Тогда ему было только 23 года, но выглядел он старше, наверное, из-за двух очень глубоких морщин у рта. Я думаю, именно они придавали его лицу некую «старческую» мудрость. Был он худ, довольно бледен, невероятно подвижен и удивительно пластичен. Глаза его, такие выразительные, искристые, но грустные, излучали доброту и казались мокрыми, влажными.
Но самым замечательным в его лице был нос. Великий нос, могучий, неповторимый. Он знал силу своего носа, силу его воздействия на зрителя. Потому, когда много лет спустя кто-то предложил ему пластическую операцию, он удивленно произнес: «Зачем? Вся прелесть моего лица в нем».
Фрунзик стал нашим талисманом. Все спектакли с его участием имели шумный и заслуженный успех. Все поняли – это самородок, уже сложившийся актер. Может, поэтому по всем предметам, кроме актерского мастерства, он учился плохо, то есть присутствовал, конечно, на занятиях, но… острил, хохмил, рассказывал анекдоты и делал нас соучастниками своих маленьких спектаклей.
Фрунзик никак не мог понять, зачем актеру знать марксизм-ленинизм или, к примеру, политэкономию. Кстати, именно из-за этих предметов он получил диплом не по окончании института, а только через несколько лет, будучи уже народным артистом.
Фрунзик Мкртчян
О пользе чтения
В школе я учился во время войны. Сорок человек в классе. Вечером дома мы и уроков-то не успевали толком приготовить – сидели в темноте. Рано ложились спать. Было не до чтения. Зато я стал много читать в институте. Хоть и поздно стал читать, но буквально запоем.
В Ереванском театрально-художественном институте было много всякого интересного люда – художники, скульпторы, режиссеры… Собирались, делились впечатлениями о книгах, фильмах, спектаклях. Спорили иногда до утра. Я постепенно так стал к ним подбираться. Сидел сперва тихо и только слушал. Стеснялся своей необразованности. Потом стал их догонять. Начал самостоятельно изучать философию. Читал по ночам. Сократ, софисты, Гегель, Ницше – всё это произвело на меня огромное впечатление. Я делал для себя удивительные открытия и почувствовал, как границы моего маленького национального мира постепенно начинают расширяться.
К двадцати годам уже знал наизусть очень многое из Шекспира. Не говоря, конечно, о стихах наших поэтов – Ованес Туманян, Аветик Исаакян… Всё это еще тогда поселилось во мне навсегда. Очень многое я нашел для себя полезного у Уильяма Сарояна. Его человечность, его гуманизм, его философия жизни… Мне всё это очень близко.
Я считаю, нашу душу разрушили линотипы.
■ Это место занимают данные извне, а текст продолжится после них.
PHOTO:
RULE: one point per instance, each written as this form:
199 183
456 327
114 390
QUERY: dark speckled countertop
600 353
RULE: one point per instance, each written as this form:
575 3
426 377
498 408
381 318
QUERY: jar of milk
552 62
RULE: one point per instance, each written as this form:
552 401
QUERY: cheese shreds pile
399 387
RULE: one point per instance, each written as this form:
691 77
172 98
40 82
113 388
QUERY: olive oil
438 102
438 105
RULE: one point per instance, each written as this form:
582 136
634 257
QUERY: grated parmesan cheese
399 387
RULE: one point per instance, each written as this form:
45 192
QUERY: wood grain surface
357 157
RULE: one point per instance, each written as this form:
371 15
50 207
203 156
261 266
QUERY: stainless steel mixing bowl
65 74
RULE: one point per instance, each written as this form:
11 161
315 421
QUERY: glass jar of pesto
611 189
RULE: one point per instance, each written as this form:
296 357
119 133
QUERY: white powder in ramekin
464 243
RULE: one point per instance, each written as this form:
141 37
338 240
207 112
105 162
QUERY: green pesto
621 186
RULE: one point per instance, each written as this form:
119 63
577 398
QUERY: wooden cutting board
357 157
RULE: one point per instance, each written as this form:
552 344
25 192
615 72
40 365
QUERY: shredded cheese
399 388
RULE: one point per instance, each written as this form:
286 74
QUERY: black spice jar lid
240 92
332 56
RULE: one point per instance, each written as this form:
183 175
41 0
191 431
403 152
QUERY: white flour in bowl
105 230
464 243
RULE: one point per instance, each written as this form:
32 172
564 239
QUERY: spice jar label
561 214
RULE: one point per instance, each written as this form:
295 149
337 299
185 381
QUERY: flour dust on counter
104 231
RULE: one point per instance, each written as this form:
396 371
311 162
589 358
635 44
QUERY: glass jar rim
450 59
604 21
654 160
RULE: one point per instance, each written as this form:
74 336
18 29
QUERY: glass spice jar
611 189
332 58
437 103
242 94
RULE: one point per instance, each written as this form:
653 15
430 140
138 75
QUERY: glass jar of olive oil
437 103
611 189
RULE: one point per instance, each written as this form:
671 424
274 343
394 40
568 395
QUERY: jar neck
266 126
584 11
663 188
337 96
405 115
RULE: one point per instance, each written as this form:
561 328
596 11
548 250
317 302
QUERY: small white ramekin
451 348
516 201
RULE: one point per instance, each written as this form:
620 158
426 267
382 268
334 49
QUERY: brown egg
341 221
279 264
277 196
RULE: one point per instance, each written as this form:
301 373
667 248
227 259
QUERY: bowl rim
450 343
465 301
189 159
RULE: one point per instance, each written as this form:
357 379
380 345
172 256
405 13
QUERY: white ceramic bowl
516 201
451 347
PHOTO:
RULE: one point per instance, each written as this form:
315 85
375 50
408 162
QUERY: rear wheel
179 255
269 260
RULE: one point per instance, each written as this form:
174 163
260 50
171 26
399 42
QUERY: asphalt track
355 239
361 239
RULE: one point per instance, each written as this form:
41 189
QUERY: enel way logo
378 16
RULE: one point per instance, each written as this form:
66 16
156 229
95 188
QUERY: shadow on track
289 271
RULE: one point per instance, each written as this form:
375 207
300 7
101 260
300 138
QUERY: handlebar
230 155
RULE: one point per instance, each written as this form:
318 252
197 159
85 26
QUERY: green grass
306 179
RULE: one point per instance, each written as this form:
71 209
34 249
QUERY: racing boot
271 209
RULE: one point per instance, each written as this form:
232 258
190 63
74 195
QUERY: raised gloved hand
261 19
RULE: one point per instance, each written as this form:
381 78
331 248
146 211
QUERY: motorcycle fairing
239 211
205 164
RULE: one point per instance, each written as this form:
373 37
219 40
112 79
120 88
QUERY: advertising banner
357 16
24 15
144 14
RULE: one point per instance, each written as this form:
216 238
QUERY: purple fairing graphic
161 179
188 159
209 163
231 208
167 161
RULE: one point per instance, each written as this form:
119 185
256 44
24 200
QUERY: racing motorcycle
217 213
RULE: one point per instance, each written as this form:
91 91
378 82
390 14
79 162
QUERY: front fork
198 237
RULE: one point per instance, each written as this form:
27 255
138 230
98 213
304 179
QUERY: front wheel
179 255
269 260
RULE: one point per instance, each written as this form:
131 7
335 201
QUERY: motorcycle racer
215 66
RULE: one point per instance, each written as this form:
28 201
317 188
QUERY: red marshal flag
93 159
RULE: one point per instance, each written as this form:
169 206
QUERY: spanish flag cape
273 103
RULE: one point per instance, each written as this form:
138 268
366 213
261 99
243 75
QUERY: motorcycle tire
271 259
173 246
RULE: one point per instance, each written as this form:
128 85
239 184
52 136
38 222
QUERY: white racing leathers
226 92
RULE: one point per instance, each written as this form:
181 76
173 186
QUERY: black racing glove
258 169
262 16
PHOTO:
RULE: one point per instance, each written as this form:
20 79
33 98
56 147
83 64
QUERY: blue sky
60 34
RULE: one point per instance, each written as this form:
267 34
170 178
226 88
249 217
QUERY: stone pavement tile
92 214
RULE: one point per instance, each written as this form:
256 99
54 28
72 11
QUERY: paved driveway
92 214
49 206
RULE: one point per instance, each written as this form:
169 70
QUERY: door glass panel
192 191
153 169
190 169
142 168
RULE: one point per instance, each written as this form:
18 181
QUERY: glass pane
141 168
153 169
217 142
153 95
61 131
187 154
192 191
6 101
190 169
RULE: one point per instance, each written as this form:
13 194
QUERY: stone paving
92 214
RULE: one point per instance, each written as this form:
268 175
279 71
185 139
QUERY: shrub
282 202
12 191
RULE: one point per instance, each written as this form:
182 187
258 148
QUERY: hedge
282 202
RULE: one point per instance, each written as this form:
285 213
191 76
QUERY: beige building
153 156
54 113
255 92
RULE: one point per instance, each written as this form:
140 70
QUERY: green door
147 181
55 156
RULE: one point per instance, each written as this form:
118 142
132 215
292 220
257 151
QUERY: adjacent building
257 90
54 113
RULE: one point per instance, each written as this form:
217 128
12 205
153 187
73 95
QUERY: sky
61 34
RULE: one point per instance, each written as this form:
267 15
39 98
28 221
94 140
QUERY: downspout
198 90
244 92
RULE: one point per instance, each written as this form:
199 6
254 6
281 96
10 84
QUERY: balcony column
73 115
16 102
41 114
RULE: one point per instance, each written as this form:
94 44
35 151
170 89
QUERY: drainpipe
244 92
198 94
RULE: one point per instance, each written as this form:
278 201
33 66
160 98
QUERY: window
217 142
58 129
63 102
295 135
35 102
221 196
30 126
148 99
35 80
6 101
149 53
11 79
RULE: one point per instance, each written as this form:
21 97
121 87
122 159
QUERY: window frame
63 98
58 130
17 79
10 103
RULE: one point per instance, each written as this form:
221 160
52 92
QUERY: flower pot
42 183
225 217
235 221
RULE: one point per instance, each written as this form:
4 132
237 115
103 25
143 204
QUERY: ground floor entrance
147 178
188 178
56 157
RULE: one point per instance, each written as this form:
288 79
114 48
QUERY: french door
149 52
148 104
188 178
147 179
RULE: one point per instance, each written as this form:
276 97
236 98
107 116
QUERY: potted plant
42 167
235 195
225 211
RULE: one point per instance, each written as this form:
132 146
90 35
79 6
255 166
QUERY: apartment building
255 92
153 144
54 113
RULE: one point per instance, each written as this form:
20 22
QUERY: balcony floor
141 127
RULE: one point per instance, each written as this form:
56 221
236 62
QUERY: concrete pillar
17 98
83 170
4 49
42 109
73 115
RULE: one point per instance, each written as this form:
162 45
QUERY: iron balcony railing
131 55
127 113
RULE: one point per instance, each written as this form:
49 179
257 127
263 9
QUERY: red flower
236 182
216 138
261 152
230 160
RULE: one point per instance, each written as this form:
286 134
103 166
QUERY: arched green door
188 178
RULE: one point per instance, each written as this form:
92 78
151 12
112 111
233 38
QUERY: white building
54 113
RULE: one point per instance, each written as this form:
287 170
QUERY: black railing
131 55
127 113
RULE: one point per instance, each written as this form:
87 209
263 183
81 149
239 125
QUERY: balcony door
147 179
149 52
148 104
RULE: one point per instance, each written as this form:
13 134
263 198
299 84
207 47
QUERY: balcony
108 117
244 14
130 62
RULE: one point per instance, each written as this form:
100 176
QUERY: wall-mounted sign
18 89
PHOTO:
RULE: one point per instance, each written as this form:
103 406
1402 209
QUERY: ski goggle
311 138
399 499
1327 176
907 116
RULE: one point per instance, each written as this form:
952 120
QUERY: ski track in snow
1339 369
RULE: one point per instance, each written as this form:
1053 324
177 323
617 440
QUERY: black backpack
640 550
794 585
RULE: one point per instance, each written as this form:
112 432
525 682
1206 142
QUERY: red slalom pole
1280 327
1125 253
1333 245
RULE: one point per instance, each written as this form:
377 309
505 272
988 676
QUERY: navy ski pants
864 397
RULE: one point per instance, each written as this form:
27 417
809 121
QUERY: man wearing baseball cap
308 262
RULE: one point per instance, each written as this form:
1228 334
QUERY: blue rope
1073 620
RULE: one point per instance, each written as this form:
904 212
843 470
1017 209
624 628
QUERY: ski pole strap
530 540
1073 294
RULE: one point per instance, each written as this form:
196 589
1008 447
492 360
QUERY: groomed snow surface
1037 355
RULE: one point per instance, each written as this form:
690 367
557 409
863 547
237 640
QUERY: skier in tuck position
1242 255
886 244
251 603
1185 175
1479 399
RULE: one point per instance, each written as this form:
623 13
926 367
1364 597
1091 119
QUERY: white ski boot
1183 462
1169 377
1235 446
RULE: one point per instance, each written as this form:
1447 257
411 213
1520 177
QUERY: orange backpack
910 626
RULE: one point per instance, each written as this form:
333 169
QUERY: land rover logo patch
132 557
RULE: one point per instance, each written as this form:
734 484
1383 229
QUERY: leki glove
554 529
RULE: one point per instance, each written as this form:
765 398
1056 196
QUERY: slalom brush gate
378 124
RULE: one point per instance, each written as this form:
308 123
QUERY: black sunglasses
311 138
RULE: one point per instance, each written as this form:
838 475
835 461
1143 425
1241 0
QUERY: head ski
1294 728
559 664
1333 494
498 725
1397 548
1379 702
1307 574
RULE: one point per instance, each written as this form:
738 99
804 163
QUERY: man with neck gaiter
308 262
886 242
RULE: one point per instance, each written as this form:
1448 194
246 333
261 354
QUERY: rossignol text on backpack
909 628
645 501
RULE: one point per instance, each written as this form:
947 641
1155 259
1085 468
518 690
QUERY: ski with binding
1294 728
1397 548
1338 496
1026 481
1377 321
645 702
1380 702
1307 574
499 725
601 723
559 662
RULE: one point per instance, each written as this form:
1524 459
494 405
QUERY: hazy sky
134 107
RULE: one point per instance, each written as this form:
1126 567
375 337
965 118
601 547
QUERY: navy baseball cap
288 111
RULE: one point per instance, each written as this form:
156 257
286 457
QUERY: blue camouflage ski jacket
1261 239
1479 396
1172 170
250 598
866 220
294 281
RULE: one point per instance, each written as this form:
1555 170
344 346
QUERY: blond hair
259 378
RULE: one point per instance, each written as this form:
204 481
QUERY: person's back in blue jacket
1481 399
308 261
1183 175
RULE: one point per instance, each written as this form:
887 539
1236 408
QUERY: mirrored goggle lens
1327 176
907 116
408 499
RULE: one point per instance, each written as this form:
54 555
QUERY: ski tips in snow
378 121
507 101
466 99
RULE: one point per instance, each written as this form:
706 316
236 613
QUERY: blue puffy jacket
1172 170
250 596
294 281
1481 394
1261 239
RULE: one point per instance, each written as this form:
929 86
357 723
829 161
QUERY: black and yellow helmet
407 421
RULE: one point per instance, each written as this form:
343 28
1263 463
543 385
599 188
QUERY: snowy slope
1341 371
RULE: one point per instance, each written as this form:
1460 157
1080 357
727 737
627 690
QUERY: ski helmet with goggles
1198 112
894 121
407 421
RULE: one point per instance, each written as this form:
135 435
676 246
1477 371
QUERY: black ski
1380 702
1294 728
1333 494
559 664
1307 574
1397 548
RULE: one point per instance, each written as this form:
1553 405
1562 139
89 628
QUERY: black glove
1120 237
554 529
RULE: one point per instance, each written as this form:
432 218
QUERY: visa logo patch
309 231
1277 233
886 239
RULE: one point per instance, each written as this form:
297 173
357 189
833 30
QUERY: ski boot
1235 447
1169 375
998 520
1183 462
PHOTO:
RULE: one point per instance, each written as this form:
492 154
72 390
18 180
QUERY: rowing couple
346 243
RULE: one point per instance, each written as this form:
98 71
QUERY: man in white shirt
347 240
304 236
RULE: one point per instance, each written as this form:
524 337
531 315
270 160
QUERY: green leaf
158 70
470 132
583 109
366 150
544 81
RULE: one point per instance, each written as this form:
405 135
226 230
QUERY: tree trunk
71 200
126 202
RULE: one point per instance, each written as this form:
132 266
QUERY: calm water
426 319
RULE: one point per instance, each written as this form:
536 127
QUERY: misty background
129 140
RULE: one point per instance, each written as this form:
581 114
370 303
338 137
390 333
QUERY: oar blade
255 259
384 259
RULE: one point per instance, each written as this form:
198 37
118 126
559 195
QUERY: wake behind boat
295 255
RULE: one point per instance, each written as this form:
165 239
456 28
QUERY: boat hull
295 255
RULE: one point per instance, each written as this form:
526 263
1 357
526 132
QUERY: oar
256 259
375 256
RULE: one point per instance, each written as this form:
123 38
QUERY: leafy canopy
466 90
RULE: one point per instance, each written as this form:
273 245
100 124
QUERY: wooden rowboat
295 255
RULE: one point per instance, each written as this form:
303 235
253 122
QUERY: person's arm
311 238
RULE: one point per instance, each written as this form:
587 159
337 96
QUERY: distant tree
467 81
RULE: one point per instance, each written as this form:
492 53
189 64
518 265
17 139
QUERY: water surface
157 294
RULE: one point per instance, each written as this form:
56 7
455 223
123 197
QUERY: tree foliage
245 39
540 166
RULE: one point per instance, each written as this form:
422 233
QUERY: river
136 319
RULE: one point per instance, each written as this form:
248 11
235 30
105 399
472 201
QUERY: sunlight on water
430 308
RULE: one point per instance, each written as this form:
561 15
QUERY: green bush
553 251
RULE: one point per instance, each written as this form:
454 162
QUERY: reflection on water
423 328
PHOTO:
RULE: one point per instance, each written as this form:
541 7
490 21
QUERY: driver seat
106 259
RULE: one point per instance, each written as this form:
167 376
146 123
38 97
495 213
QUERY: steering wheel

Все печатают, печатают, печатают. Быстро… Пулеметной очередью… И без разбора. Не жалеют бумаги… Вот в древние времена были манускрипты. Кто бы стал столько писать от руки и на пергаменте? Слишком дорого и долго.
Зато сейчас прилавки магазинов ломятся от книг. Откроешь книгу – всё слова, слова, слова… А для сердца, для души – ничего… Пусто. Редко когда бывают большие праздники чтения. Литературы хорошей очень мало – Грант Матевосян, Уильям Сароян, Айтматов… Вот это писатели!